Residential neighbourhood in Nairobi, Kenya

Kileleshwa is a residential neighbourhood in the city of Nairobi. It is located approximately 5.2 km from Nairobi's central business district. The neighbourhood was originally a low-density leafy suburb but after a change in zoning regulations in the early 2000s, there has been significant mushrooming of high-rise flats in the area. It hosts mainly the upper middle class segment of Nairobi residents.

==Location==
Kileleshwa is located approximately 5 km west of Nairobi's central business district, within the larger sub-county of Westlands.
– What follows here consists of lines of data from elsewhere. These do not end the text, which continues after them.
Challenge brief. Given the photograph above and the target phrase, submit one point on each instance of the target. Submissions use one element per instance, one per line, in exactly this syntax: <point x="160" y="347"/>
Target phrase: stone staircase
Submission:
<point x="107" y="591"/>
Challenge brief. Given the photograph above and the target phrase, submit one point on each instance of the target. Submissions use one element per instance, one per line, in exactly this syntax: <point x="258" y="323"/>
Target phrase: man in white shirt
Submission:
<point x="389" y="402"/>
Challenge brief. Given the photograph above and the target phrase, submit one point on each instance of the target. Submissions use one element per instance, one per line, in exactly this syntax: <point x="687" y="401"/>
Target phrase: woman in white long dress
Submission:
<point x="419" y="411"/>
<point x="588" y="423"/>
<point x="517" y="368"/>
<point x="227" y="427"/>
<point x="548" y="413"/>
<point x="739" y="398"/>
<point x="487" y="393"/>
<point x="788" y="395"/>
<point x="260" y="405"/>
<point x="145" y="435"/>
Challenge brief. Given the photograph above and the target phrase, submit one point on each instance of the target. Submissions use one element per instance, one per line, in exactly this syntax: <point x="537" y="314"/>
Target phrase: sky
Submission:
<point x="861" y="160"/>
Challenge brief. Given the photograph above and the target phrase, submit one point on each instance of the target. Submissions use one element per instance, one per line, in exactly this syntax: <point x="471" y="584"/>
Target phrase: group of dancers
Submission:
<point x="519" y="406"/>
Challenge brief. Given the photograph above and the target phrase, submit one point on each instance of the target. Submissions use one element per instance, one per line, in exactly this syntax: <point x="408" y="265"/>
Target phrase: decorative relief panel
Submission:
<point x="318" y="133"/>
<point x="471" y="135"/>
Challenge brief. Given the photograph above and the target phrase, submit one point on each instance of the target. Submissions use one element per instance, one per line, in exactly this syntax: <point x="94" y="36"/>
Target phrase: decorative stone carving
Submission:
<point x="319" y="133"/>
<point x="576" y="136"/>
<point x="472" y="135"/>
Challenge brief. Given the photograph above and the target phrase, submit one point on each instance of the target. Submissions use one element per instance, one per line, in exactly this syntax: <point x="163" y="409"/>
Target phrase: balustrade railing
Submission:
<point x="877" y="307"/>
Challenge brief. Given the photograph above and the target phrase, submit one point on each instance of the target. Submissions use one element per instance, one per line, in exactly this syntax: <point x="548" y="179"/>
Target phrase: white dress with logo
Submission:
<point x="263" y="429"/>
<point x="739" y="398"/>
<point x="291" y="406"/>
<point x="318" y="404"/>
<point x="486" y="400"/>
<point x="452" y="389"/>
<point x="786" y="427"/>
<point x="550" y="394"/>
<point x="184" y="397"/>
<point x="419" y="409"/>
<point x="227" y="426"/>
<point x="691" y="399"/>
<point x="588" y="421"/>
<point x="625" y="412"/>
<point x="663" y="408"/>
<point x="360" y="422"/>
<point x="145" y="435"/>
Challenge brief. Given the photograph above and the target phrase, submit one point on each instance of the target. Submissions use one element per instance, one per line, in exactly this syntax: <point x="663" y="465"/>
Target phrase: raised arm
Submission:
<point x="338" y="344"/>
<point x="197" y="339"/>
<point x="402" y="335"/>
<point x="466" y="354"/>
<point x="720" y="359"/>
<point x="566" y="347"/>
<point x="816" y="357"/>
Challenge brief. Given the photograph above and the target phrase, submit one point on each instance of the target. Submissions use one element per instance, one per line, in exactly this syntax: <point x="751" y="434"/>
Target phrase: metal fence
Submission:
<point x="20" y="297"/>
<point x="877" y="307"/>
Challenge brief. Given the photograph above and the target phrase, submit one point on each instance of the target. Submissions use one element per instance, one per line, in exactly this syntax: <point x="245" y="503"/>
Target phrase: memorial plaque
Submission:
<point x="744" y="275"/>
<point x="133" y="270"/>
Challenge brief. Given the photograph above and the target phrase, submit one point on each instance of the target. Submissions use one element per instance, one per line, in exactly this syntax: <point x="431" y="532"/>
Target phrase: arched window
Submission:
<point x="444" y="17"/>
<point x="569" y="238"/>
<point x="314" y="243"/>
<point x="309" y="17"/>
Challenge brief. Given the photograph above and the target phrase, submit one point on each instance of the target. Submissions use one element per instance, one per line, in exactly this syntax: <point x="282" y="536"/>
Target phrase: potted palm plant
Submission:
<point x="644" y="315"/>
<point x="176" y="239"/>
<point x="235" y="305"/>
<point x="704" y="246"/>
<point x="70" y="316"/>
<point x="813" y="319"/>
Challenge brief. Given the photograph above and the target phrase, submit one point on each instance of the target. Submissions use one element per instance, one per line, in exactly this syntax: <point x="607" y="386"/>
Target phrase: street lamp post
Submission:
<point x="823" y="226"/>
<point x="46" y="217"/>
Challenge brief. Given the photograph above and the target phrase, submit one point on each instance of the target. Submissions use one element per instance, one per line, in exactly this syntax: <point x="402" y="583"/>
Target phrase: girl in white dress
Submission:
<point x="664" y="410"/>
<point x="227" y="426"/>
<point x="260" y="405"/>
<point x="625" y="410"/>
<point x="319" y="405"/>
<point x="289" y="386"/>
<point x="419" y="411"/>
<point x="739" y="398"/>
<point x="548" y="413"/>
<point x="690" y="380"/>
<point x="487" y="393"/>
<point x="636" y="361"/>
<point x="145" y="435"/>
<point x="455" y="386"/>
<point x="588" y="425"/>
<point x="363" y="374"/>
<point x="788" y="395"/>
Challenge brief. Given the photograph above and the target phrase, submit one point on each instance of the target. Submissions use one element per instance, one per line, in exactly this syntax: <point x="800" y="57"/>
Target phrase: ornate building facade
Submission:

It is east of Lavington; south of Muthangari, and west of Kilimani, mainly separated by the Kirichwa River.

==Overview==
Kileleshwa hosts a significant population of the upper middle income population of Nairobi. The neighbourhood has historically been primarily low-density residential, but since the early 2000s, Kileleshwa and its environs have become increasingly high-density mixed residential and commercial; both retail and offices, due to the zoning laws in the area being changed. Some of the high-rise buildings have been built contrary to the county's bylaws and have been characterised as vertical slums due to them burdening the existing laid infrastructure. Residents of Kilimani and Kileleshwa have also raised concerns about the increasing number of nightclubs in the areas.

In March 2024, Nairobi Governor Johnson Sakaja proposed a re-zoning that would allow the construction of buildings up to 75 floors in Kilimani, Kilelelshwa, and Lavington.

Kileleshwa, an electoral ward within the Dagoretti North Constituency, borrows its name from the estate, encompassing other estates and neighbourhoods such as: Chiromo, Groganville, Kileleshwa, Muthangari and Riverside.

As per the 2019 census, Kileleshwa had a population of 22,216, with a population density of 4,229/km^{2} in a land area of 5.3 km^{2}.

== Real Estate Trends ==
Over the past two decades, Kileleshwa has experienced rapid urbanisation, marked by a surge in high-rise apartment buildings. Originally a low-density area, zoning law adjustments in the early 2000s allowed for more intensive development. This has led to mixed reactions from residents, with some appreciating the area's accessibility while others decry the strain on local infrastructure. The proliferation of high-rise flats has also significantly impacted property values, making Kileleshwa a popular residential area for upper-middle-class residents.

==Points of interest==
- Schools
The Kenya High School is located in Kileleshwa.